第三章 敦子、目覚める

第01話 腐らずとも遠からず

 ベッドの上で、ゆーっくりと、目を開いた。

 こしこしと、寝ぼけまなこをこする。


 んー。

 なんか、納得いかない。

 低血圧お嬢様キャラのように、とろーんとした感じに起きようと思ったのに。

 なかなか難しいもんだな。


 傍から自分を見ているわけではないので、もしかしたらちゃんとやれているのかも知れない。

 でも感覚的に、どうにも納得出来なかった。


 やり直そ。


 と、さわはなあつは、そっと目を閉じ、そして、ゆっくりと開いた。

 焦点の合わない目で、ぼんやり天井を見上げた。


 ゆっくりと、こしこし軽くまぶたをこすった。

 手のひらで、目を隠したままの敦子。

 その口元に、じんわりと笑みが浮かんでいた。


「うん、今度はいい感じに起きることが出来たあ」


 満足げな表情で上体を起こした彼女は、今度は両腕を上げて大きな伸びをした。


「あ、あ、いまのもやり直しっ」


 ばったり倒れると、ゆーっくりと上体を起こして、

 う、うーん、と、ちょっと気だるそうに、ちょっとだけ色気を出して、伸びをした。

 にんまり会心の笑みを浮かべると、


「よおし、完璧っ。合格だあーい」


 大声をあげ、ようやくベッドから降りた。

 スリッパを履いて床に立つと、学習机の上に置かれた黒縁眼鏡を手に取り、掛ける。


 くるりと身体を回転させ、日々見慣れた部屋を見回した。

 出窓の、薄桃色のカーテンの隙間からは、朝日が差し込んで、部屋の中を淡く照らしている。


 そのカーテンの下には、たくさんのかわいらしいぬいぐるみが置かれている。

 くま、うさぎ、ロボット、兵隊さん、餓○伝説2のクラ○ザー、等など。


「おはよっ、ラビくん。青い空に、ぽっかり綿菓子の雲。今日もとってもいい天気だね。彼女とは、仲直り出来たのかな。……ええっ、そうなんだあ。それは困ったね。そうだ、手紙でも書いたら? うまくいくといいね」ちょっと視線をずらして、「ルーセルくん、お勤めご苦労様です。ルーセルくんが守衛をやっているから、町のみんなが安心して暮らせているよ。立ちっ放しは大変だけど、健康に気をつけて頑張ってね。でも、たまにはお休みもらって、田舎に帰ってお母さんに顔を見せてあげたらいいんじゃないかな」さらに視線を動かして、「ロボくん、ご機嫌いかがですか? わたしね、今日はね、とってもいいことがあったんだよ。ロボくんに聞いてもらいたいな。
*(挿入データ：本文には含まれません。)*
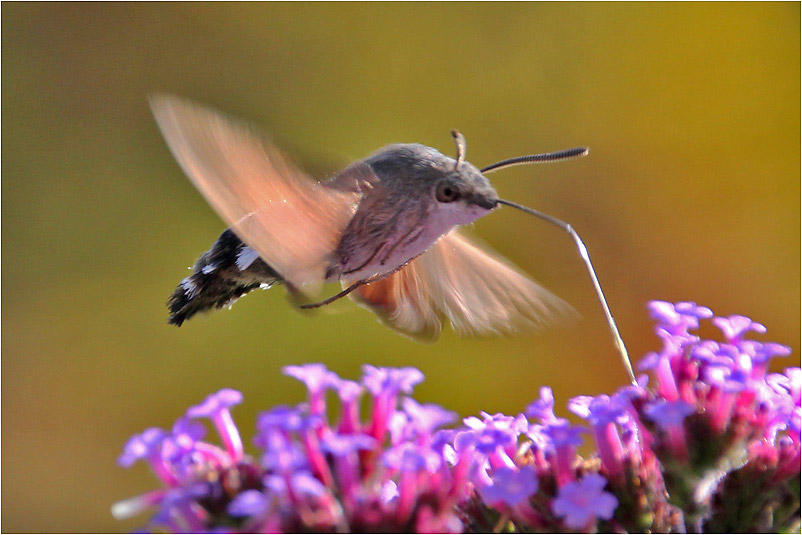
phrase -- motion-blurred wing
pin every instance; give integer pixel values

あのね……」


 ぬいぐるみの一体一体に、丁寧に、やわらかい微笑みと、言葉を投げ掛けていく。


 先ほどまで寝ていた木目を生かしたお洒落なベッドに、ふわっふわのカーペットに、天井からぶら下がるキラキラ装飾のシャンデリア、フリルふりふり薄桃色のカーテン、と、ことごとくが洋風のこの部屋であるが、異なる点をあげるならば部屋主である敦子自身であろうか。


 やや小柄の、にきびとそばかすの混じった面に、黒縁眼鏡、どこからどう見ても東洋人というか日本人なのだから。
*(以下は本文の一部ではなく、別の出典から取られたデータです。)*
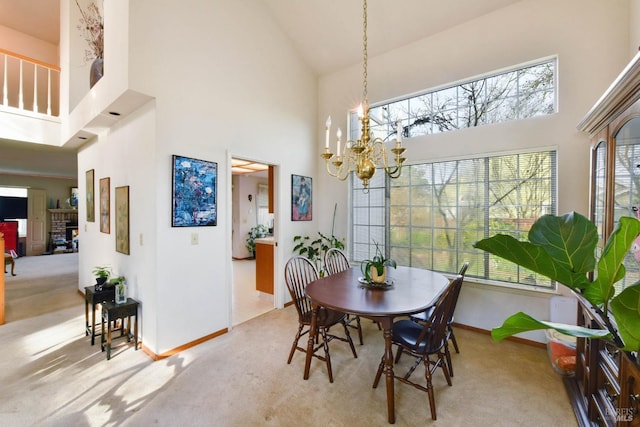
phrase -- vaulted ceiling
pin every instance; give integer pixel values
(326, 33)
 顔立ちは特段褒める要素もなければ、さりとて特段けなす要素もなく、ただひたすらに、地味。

 常に微笑んでいることによる愛嬌はあるものの、これは顔の造形という基礎評価とは無関係であろう。


 敦子は、ぬいぐるみを倒さないようそっとカーテンを開けると、朝日を上半身全体に浴びながら、また大きく伸びをした。


 ここ、敦子の部屋は一軒家の二階にある。

 窓の外を見回せば、彼女にとっての本意か不本意か完全なる日本的風景。東京都武蔵野市の住宅街であり、視線を走らせればこの家と同じような家がびっしりと並んでいる。


 視線をすぐ目元に落としたところ、玄関上の屋根瓦に一羽の雀がとまっているに気がついた。
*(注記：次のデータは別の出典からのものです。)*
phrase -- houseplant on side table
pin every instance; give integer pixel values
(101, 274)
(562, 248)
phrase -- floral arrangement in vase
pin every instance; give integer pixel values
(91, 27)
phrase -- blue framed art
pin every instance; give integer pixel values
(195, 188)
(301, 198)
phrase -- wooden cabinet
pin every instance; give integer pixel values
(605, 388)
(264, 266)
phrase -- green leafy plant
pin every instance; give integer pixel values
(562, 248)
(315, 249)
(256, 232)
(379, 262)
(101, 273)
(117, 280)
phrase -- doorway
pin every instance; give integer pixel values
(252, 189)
「ツバメさん、ツバメさん、もう王女様へいばらのつるは届けたの?」


 どうやら彼女の脳内では変換フィルターが働いているらしく、相当にメルヘンチックな光景になっているようである。


 と、そんな敦子を、ドアの向こうに立っている兄のさわはなゆういちが、腕組みしながら胡散臭そうな表情でじーっと見ていた。


 ふと振り向いた敦子は、それに気付いてビクリと身体を震わせると、


「ちょ、なに勝手に見てんのおお! やだもう、最低兄貴! 変態兄貴! 超変態兄貴! 超兄貴!」


 顔を赤らめながら、恥ずかしさをごまかすように罵倒絶叫乱れ打ち。


「やかましい。お前がドア全開で寝てただけだろ! バカ」

「嘘だあ。絶対に閉めてたよ。さっき起きて見た時もちゃんと閉まってた、気がする。……それより、あたし着替えるんだけど」

「はいはいはい」


 祐一は、なんら照れた素振りもなく、心底どうでもいいどころかむしろげんなりといった表情で、部屋のドアをぱったん閉めた。


「うーん。ああまで全然照れのない態度をとられると、むしろなんか腹立たしいなあ。……そんなことより、兄貴に恥ずかしいところを見られてしまったな……」


 まさか、ぬいぐるみたちに話し掛けているところを見つかってしまうとは。

 アニメ好きであることや、声優を目指していることは知っている兄貴だけど、まさか妹が日々こんなことをしているなどとは思いもしなかっただろう。


 嫌いでやっているわけでもないが、とにかくこれは訓練なのだ。

 そう、アドリブ力、右脳左脳を結びつける力を養うための、特訓なのだ。

 だから仕方ないじゃないか。

 度胸つけるために電車の中で叫ぶ、とか、そういうのはさすがに無理だけど、なら、やれることをひたすらやるしかないじゃないか。

 わたしには天性の才能なんかないのだから。


 しかし、一体いつから開けっ放しにしていたのだろう。

 ひょっとして昨夜、寝る直前の、人形劇の「ピュリピュール」の声真似練習しているところも、しっかり聞かれていたりして。オイオイ、フザケンナプリプリプップップーー、とかあ。


 ま、いいや。どうでも。

 それより学校学校。

 早く着替えないと、ご飯を抜かなきゃバスに間に合わなくなっちゃう。


「サンサンソーラーパワーーッ! メイクアップー!」


 急いでいるのか余裕なのか、大声で叫びながら素早くパジャマを脱ごうとして、足をもつれさせて、転んで頭打った。